Vu la communication faite au procureur général ;

LA COUR, en l'audience publique du 12 septembre 2018, où étaient présents : M. X..., conseiller doyen faisant fonction de président, Mme Z..., conseiller rapporteur, M. Cadiot, conseiller, Mme Szirek, greffier de chambre ;

Vu les observations écrites de la SCP Le Bret-Desaché, avocat de Mme Y..., de la SCP Célice, Soltner, Texidor et Périer, avocat de la Maison départementale des personnes handicapées du Haut-Rhin ;

Sur le rapport de Mme Z..., conseiller, l'avis de Mme A..., avocat général, et après en avoir délibéré conformément à la loi ;

Vu l'article 1014 du code de procédure civile ;

Attendu que le moyen de cassation annexé, qui est invoqué à l'encontre de la décision attaquée, n'est manifestement pas de nature à entraîner la cassation ;

Qu'il n'y a donc pas lieu de statuer par une décision spécialement motivée ;

REJETTE le pourvoi ;

Condamne Mme Y... aux dépens ;

Vu l'article 700 du code de procédure civile, rejette les demandes ;

Ainsi décidé par la Cour de cassation, deuxième chambre civile, et prononcé par le président en son audience publique du onze octobre deux mille dix-huit. MOYEN ANNEXE à la présente décision

Moyen produit par la SCP Le Bret-Desaché, avocat aux Conseils, pour Mme Y...

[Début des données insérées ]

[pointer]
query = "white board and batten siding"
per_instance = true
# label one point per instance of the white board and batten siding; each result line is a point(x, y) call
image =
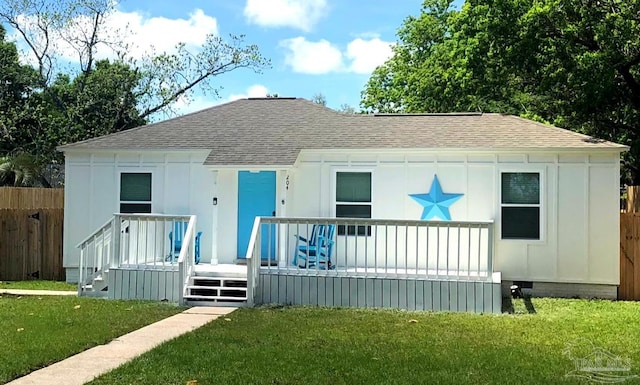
point(181, 185)
point(579, 202)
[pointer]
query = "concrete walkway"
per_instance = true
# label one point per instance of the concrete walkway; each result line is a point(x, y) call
point(36, 292)
point(85, 366)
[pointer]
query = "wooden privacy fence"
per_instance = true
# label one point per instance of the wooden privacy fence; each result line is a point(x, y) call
point(629, 256)
point(31, 244)
point(31, 198)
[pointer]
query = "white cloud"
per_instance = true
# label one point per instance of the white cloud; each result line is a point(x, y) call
point(300, 14)
point(138, 32)
point(255, 91)
point(362, 56)
point(366, 55)
point(312, 57)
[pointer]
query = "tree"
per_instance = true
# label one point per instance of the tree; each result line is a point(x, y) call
point(22, 170)
point(56, 102)
point(575, 64)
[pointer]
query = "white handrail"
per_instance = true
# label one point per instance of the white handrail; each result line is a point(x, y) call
point(87, 239)
point(363, 247)
point(253, 266)
point(186, 259)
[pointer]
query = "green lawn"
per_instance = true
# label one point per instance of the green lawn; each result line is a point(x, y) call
point(38, 285)
point(345, 346)
point(37, 331)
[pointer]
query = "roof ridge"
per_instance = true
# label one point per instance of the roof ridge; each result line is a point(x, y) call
point(586, 138)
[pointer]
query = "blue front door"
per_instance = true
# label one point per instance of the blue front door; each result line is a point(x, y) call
point(256, 198)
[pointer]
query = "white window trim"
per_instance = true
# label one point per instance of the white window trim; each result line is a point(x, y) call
point(134, 171)
point(334, 185)
point(542, 205)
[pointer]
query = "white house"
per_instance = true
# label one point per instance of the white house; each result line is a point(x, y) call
point(442, 199)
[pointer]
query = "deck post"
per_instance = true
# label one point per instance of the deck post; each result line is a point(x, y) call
point(490, 249)
point(115, 244)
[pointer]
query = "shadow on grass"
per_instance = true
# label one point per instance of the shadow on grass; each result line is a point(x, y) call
point(508, 305)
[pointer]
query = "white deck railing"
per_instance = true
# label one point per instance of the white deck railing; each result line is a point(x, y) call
point(95, 254)
point(186, 260)
point(136, 241)
point(375, 248)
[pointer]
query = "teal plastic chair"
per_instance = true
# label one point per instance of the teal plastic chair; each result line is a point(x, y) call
point(315, 251)
point(180, 229)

IL EST FAIT GRIEF A l'arrêt confirmatif attaqué d'avoir confirmé la décision de la CDPAH du Haut Rhin et dit qu'à la date du 1er septembre 2011 les besoins liés au handicap de Mme Y... ne justifiaient pas un volume mensuel supérieur à 548 h soit 18 h 05 par jour de la prestation de compensation accordée au titre de la PCH aide humaine.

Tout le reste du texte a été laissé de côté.